Jacques-Louis David, delivers a painting of our hero, Achilles in a moment of anger. His king, Agamemnon, has told him that he will not be marrying his daughter and that she will be sacrificed based on the story from the Illiad. Achilles has a calm look of anger as he reaches for his sword wanting to strike down the king. The oil based painting vibrant in color and has a vast amount of detail in the clothing, as the folds seem realistic and natural. In the background we see that the queen has a look of fear and the king is standing without fear daring Achilles to pull the sword out. Yet the daughter seems saddened, but at ease with her situation.
In this story from the book the liad, Achilles is seen as a victor and dragging the body of his opponent Hector, who was also a hero, but the loser in this epic battle. The artists, Pietro Testa, added a large amount of detail showcasing a variety of emotions in the foreground and in the background. You can see that the artists added a bit of Christianity to the painting by including an agent flying around the victor Achilles. Then you can see that Hector has a strong, but lifeless body. In the background you see what appears to be a woman that has been caught after fainting, possibly due to Hector's fate.
This piece of artwork depicts the story of the titan Atlas, being relieved, from holding the weight of the world on his shoulders, by his cousin Hercules. In the sketch, you can see that Atlas is older and his body is drawn to look weaker and his beard appears to be longer to represent his age. The mighty Hercules is holding up the boulder that would be the world with a little hint of strain showing in the face. It tells me that it is no easy task. This piece of artwork could easily be seen as a panel in a comic book.

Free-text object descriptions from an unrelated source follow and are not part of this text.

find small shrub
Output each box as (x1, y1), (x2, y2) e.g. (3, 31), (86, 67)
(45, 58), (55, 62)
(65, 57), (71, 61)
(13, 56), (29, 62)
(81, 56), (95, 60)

In this engraving, by Sebald Beham, Hercules is shown showcasing his strength by carrying massive pillars as if they were light fence boards. For an engraving there is a lot of detail in the bricks of the buildings. This type of artwork reminds me of Captain Mark and his shading techniques.
Peter Paul Rubens, paints an image of strength being performed by Hercules. He is draw with a massive headlock around a large lion that's skin is indestructible. Both subjects in the photo are drawn with rippled muscles, but the lion is no match for Hercules. The background does not have much detail, but you can see that a lion cub is running away with a look of fear in the right side behind Hercules.
In this counterproof for an engraving, Dirck Volckertz Coornhert, draws Hercules in pure action form against Cacus, a fire breathing giant. This is a representation of a modern day comic drawn in the year 1554. The artwork has great detail surrounding the two figures as you can see a head on a wall along with an arm that appears to be hanging by a rope. You can also the strength of our hero Hercules as he's about to defeat his enemy by grasping his hair and swinging a club with his other hand. The villain is helpless and breathing fire as he is about to be defeated.